Gold prices fell slightly on Monday on the back of a stronger dollar, which limited demand for the yellow metal.
The Federal Reserve’s hawkish tone about interest rate cuts in 2025 also weighed on sentiments.
The price of gold has been struggling since December when the US Fed said it would slow down the pace of rate cuts this year.
The dollar gained grounds after this, while Treasury yields on US bonds also remained elevated.
A stronger dollar makes commodities priced in the greenback more expensive for holders of other currencies.
At the time of writing, the February gold contract on the COMEX was $2,645.19 per ounce, down 0.4% from the previous close.
Gold had one of the best years in 2024, with prices climbing more than 27%.
Gold’s annual returns last year were the highest since 2010.
Meanwhile, silver prices also rose more than 21% in 2024.

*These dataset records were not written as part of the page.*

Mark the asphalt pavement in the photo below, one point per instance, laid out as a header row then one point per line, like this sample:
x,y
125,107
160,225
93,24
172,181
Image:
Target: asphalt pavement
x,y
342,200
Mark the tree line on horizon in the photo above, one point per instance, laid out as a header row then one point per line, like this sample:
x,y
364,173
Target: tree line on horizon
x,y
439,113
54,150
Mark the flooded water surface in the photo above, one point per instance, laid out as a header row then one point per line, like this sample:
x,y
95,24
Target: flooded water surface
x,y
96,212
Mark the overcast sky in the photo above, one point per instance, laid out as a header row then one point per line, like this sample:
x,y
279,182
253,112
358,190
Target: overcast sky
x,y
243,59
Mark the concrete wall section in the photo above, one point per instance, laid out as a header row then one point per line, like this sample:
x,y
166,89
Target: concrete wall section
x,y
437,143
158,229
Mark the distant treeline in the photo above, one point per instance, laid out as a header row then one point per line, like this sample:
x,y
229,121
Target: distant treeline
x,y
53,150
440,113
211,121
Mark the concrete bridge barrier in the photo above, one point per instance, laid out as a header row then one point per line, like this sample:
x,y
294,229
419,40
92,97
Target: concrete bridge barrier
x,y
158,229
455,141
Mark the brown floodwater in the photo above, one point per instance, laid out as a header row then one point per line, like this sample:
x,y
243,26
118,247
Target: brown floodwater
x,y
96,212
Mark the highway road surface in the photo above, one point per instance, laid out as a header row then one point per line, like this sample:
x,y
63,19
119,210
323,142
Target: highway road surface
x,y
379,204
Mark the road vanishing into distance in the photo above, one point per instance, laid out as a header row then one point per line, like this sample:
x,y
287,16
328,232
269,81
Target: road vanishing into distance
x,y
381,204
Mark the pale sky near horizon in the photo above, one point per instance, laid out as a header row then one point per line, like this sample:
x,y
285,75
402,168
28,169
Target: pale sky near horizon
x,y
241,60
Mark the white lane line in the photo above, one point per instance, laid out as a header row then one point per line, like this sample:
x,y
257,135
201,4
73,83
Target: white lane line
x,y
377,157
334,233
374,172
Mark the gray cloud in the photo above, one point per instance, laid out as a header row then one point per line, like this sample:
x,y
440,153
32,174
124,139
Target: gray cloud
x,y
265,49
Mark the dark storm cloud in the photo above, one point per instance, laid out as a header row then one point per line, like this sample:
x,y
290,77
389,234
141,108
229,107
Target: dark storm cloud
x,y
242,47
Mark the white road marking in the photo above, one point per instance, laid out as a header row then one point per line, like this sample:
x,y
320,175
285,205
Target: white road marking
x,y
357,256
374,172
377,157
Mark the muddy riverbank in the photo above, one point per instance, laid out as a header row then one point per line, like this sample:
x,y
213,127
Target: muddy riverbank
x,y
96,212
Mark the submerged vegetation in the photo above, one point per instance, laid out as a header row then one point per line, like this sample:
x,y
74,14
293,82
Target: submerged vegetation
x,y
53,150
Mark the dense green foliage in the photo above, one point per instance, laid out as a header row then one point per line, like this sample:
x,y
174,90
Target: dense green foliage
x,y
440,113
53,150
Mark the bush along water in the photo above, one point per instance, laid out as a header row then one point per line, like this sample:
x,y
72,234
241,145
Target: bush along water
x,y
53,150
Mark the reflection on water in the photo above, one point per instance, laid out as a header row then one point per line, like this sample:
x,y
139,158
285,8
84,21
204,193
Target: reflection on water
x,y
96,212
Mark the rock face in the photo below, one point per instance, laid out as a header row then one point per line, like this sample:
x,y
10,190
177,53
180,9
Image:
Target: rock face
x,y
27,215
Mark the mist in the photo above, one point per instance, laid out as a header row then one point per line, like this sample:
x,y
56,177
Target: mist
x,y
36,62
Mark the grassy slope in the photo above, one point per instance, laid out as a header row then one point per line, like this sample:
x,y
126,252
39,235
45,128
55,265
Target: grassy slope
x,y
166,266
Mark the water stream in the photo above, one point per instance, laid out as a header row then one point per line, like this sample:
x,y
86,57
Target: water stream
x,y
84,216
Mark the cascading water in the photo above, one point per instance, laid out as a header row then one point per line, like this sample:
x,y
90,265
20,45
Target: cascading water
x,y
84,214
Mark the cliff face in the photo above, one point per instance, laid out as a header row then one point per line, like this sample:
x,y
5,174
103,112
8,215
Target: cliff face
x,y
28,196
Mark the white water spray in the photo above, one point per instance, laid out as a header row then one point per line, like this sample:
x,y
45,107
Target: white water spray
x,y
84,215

Both precious metals have been favoured by experts to climb further this year.
Silver futures on COMEX were, however, up 0.6% on Monday at $30.247 per ounce.
Fed’s hawkish tone boosts dollar
“The Federal Reserve’s (Fed) hawkish signal that it would slow the pace of interest rate cuts in 2025 remains supportive of elevated US Treasury bond yields and turns out to be a key factor driving flows away from the non-yielding yellow metal,” Haresh Menghani, editor at FXstreet, said in a report.
Recently, Fed officials hinted that the fight against inflation in the US was not over, which could mean that the bank may not cut rates as aggressively as previously anticipated.
The market was expecting at least four rate cuts in 2025, which have now been trimmed to just two cuts.
San Francisco Fed President Mary Daly said on Saturday that despite significant progress in lowering price pressures over the past two years, inflation remains uncomfortably above the 2% target.
Menghani said:
Investors this week will confront the release of important US macro releases, including the closely-watched Nonfarm Payrolls report on Friday, ahead of the next Fed meeting later this month.
Sticky inflation and a resilient labour market in the US have prompted the Fed to re-think its approach towards interest rate cuts.
The Fed had cut rates by a total of 100 basis points over the course of three meetings last year.
Goldman Sachs sees gold prices at $3,000
According to a Reuters report, Goldman Sachs forecasts gold prices to hit $3,000 per ounce by mid-2026 despite recent weakness in the market.
The multinational-investment bank had earlier expected prices to hit $3,000 per ounce by the end of 2024, which failed to materialise.
The bank expects prices to be around $2,900 per ounce by the end of 2025, and hit $3,000 an ounce in 2026.
It said that the delay in hitting the target was due to the slower pace of monetary easing by the US Fed.
Bears awaiting more decline
Gold prices have struggled in the last two months after Republican Donald Trump secured victory in the 2024 US presidential election.
Prices had touched a series of record highs in October, but Trump’s victory led to a surge in the dollar index, weighing on the precious metal.
According to FXstreet, gold prices have a support around the 100-day simple moving average of $2,625 per ounce.
“This is followed by the $2,600 mark, below which the Gold price could drop to the December monthly swing low, around the $2,583 area,” according to FXstreet’s report.
Source: FXstreet
If prices break below these levels, bears could take control of the fall and there could be further losses on the horizon.
On the flip side, resistance for gold remained around the level of $2,681, followed by the $2,700 level.